- Is nlqdb a replacement for Mem0 for AI agent memory?
- It's the structured, analytical half — and the only half that can answer analytical questions. Mem0 owns unstructured similarity recall ("the user prefers Celsius"); nlqdb owns typed rows the agent later aggregates ("top 10 topics this month by count"). Both can sit behind one MCP-aware agent.
- Why can't a vector store answer "average per group" about agent memory?
- A vector store returns the top-k most similar facts; it has no query planner. So an aggregation becomes the LLM doing arithmetic over a list of search hits — a hallucination generator, not a `GROUP BY`. nlqdb runs the actual aggregation in Postgres and shows the SQL.
- How does the agent create its own database?
- Via `nlqdb_query` with no `db` set — the agent sends an English goal (`"a memory store for my research assistant"`); when it has no database, nlqdb provisions Postgres from the goal and answers in one call. There is no separate `create_database` tool — provisioning and querying are the same call.

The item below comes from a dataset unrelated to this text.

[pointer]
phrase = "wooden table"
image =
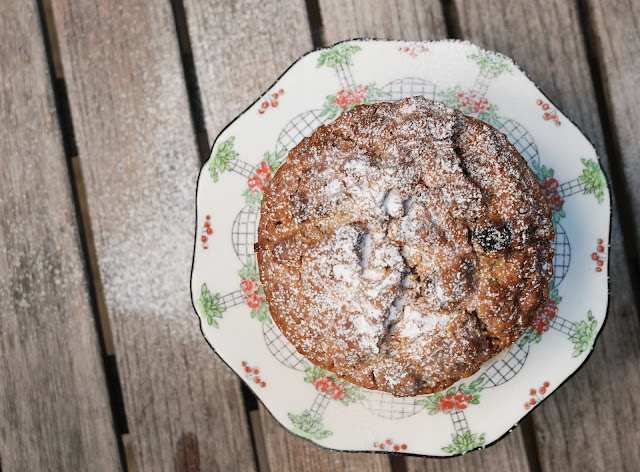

- What about agent frameworks like LangChain or AutoGen?
- Any framework that speaks MCP can connect; the `@nlqdb/sdk` (TypeScript) is the typed fallback for non-MCP integrations. The `mcp` surface is the no-glue path — point the host (Claude Desktop, Cursor, Cline) at `mcp.nlqdb.com`.
- Does the agent need its own credentials?
- Yes — agents authenticate with `sk_mcp_*` keys minted with `(mcp_host, device_id)` claims. Per-device tagging means the dashboard shows `Cursor on macbook-air ran 14 queries today`; revocation is per-device, not per-user.